The dates on this piece show it was rushed out in response to the XMRV workshop. It appears the opposition is reduced to sniping from the sidelines with opinions and anecdotal reports of laboratory problems never really understood.
 

Mark

Senior Member
Messages
5,238
Location
Sofa, UK
Obviously, simple reiteration will not solve this problem. Nor will reiteration of studies which fail to detect virus in any human. If what you have been doing does not produce results, I suggest you do something different.
Crucial point of course, and it exposes the dishonesty on the sceptical side, because still, one year later, nobody has even attempted to replicate the WPI study methodology. It's pretty basic science that you can't disprove somebody's findings by running a different test. Run the same test if you want to prove the results were due to contamination! If you don't do that, then expect to be distrusted.

And the fact that they don't dig deeper, look further, try to understand the results, but instead just dismiss them, is a pure and plain demonstration that they didn't ever believe the findings to begin with. We didn't even need them to do so: they actually explicitly stated it in the press before undertaking the study. "My expectation is that we will not..." - Reeves said this, but I thought I remembered Wessely using the same words; maybe I remember wrong, but he did say he expected his study to fail.

"Expectation" is an interesting word as well, by the way. A manager may "expect" things of his staff...

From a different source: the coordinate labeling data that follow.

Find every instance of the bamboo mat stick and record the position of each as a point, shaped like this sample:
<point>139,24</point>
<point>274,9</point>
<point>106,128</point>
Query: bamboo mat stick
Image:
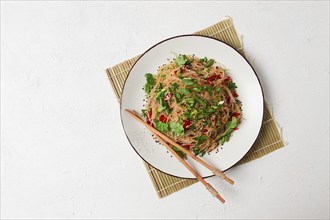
<point>216,171</point>
<point>206,184</point>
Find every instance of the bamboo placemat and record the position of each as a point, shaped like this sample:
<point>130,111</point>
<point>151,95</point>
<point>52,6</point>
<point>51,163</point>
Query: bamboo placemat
<point>268,139</point>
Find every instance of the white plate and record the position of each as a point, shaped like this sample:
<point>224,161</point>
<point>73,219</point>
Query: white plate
<point>248,88</point>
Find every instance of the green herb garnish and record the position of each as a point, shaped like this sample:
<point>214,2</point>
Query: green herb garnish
<point>180,59</point>
<point>209,63</point>
<point>177,129</point>
<point>184,91</point>
<point>160,126</point>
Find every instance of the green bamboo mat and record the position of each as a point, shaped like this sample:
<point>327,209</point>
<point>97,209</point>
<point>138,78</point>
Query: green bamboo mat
<point>268,139</point>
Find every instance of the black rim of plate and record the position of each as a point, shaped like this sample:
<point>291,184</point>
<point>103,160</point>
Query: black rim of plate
<point>178,36</point>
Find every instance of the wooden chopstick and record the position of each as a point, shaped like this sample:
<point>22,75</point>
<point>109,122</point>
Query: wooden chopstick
<point>216,171</point>
<point>206,184</point>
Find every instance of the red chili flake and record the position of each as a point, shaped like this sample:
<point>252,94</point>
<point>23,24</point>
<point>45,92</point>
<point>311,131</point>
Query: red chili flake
<point>186,124</point>
<point>162,118</point>
<point>182,69</point>
<point>236,114</point>
<point>228,79</point>
<point>234,94</point>
<point>168,96</point>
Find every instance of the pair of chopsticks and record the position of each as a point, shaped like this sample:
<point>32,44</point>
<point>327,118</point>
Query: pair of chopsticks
<point>164,140</point>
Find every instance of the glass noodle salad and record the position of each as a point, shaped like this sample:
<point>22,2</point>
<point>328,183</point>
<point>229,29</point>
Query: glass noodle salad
<point>194,102</point>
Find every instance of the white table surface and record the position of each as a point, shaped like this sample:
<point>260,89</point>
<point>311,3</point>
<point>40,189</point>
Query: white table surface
<point>63,150</point>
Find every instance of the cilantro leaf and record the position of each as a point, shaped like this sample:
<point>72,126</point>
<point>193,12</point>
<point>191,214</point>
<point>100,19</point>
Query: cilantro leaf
<point>209,63</point>
<point>147,88</point>
<point>184,91</point>
<point>150,78</point>
<point>177,129</point>
<point>160,126</point>
<point>181,60</point>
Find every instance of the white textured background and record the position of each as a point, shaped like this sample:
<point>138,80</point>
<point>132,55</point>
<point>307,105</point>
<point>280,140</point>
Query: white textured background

But the value of the article to me was a salutory warning from history: this sort of finding keeps coming up again and again, and every time, it is never disproved, never explained, just doubted, dismissed, and forgotten. That's the take-home message of Weiss' article for me.

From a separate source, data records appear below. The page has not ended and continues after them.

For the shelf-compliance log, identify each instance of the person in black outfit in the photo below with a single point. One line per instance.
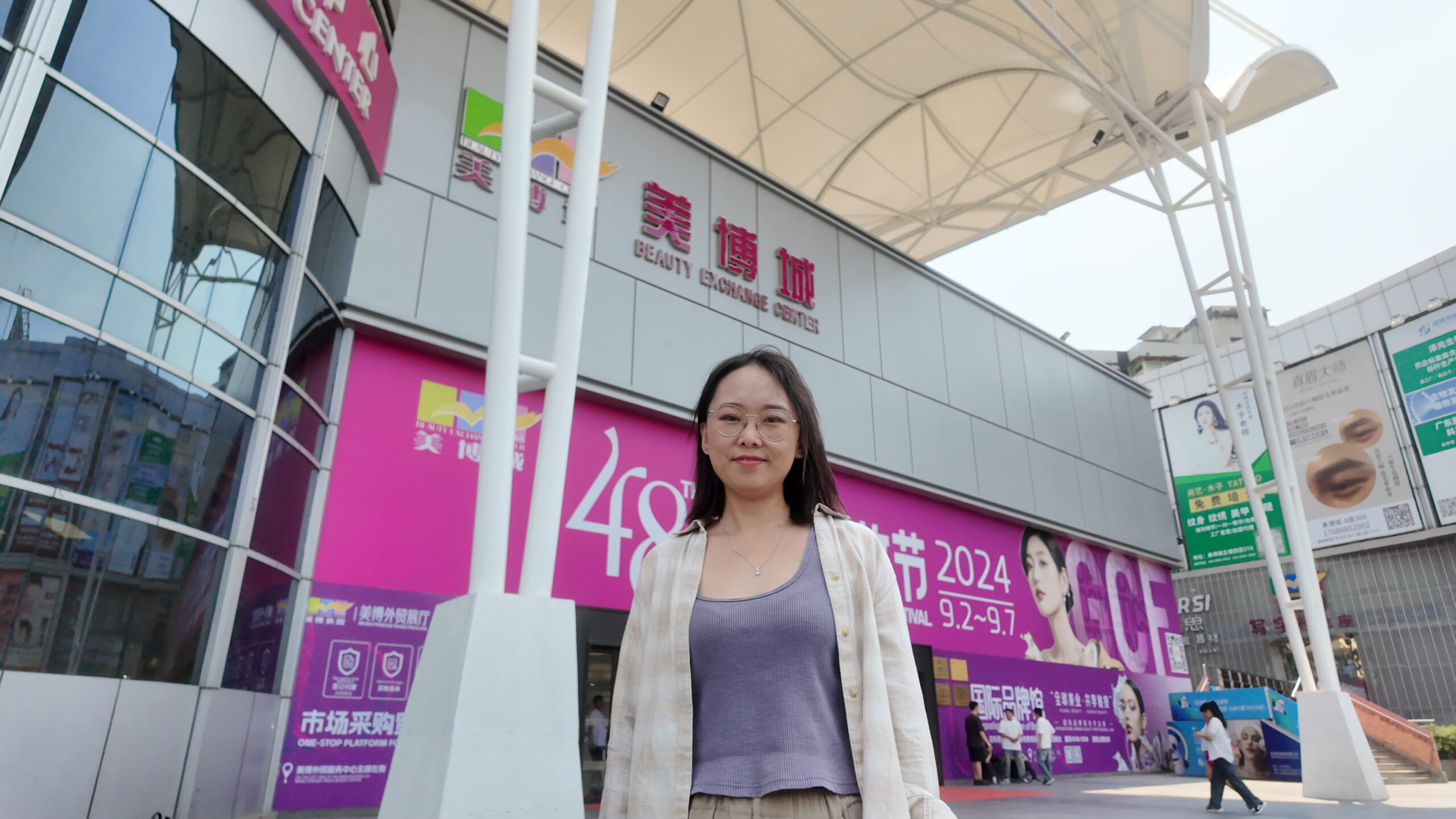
(978, 742)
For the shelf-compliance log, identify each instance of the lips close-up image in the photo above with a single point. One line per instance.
(1362, 428)
(1342, 475)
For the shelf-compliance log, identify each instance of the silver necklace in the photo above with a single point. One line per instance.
(759, 569)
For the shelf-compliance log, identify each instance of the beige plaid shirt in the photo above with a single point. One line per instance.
(650, 761)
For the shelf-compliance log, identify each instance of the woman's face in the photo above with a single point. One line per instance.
(749, 464)
(1133, 719)
(1342, 475)
(1049, 584)
(1206, 417)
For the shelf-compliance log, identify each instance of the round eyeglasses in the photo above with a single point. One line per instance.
(730, 421)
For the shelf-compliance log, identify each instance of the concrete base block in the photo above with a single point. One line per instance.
(1335, 757)
(491, 723)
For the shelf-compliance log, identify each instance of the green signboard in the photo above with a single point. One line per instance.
(1213, 503)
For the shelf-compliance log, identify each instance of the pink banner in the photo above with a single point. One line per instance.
(342, 43)
(402, 496)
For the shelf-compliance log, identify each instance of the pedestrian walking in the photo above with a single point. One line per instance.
(1219, 751)
(1044, 732)
(1010, 730)
(766, 667)
(979, 745)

Under these circumstances, tentatively accepting results for prostate cancer while firmly rejecting those for CFS/ME is pure bias. Those studies demonstrated absence of ability to detect infected human beings irrespective of their diagnosis.
Again an excellent point. There seems to be no basis for taking a different attitude to the prostate cancer and CFS/ME studies, unless that attitude is based on a preconception. And that preconception came out in the press from day one, straight after the Lombardi study was published. "I doubt this is true" was the basic message. Why? Because we have looked before and not found. It gives the game away, as far as Wessely is concerned at least. Nowadays he will always publicly say - because he must - that there may be a viral cause, at least as one of many factors. Yet when one is found, straight away he says he doubts it's true. As you rightly say, pure bias, and very obviously so. So much for scientific objectivity and keeping an open mind.

I also note a common error concerning DeFreitas' claims. She explicitly said the virus she found was not HTLV-II, yet negative tests for that particular virus were claimed to discredit her.
Thanks for mentioning that, the "HTLV-II" comment jumped out at me too, and I thought "hold on, surely DeFreitas never claimed it was HTLV-II, it was always unclear exactly what it was?". But I have barely researched that bit of history at all. Yet even I knew from a cursory knowledge of the subject that this was inaccurate and misleading. How can somebody like Weiss excuse inaccuracies like that? Such incorrect information does seem to say a lot about the writer - when somebody so senior and responsible for being accurate, fair and unbiased throws in the occasional error, you have to wonder why that's happening. I would just answer: bias, and lack of objectivity and fairness. Which comes out time and again in small and apparently irrelevant - but actually crucial - details. Since I'm not a retrovirologist, I have to form my judgment on the controversy primarily based on clues like this. And I'm afraid these sort of 'convenient errors' are there all over the place, for anyone who cares to dig into the matter.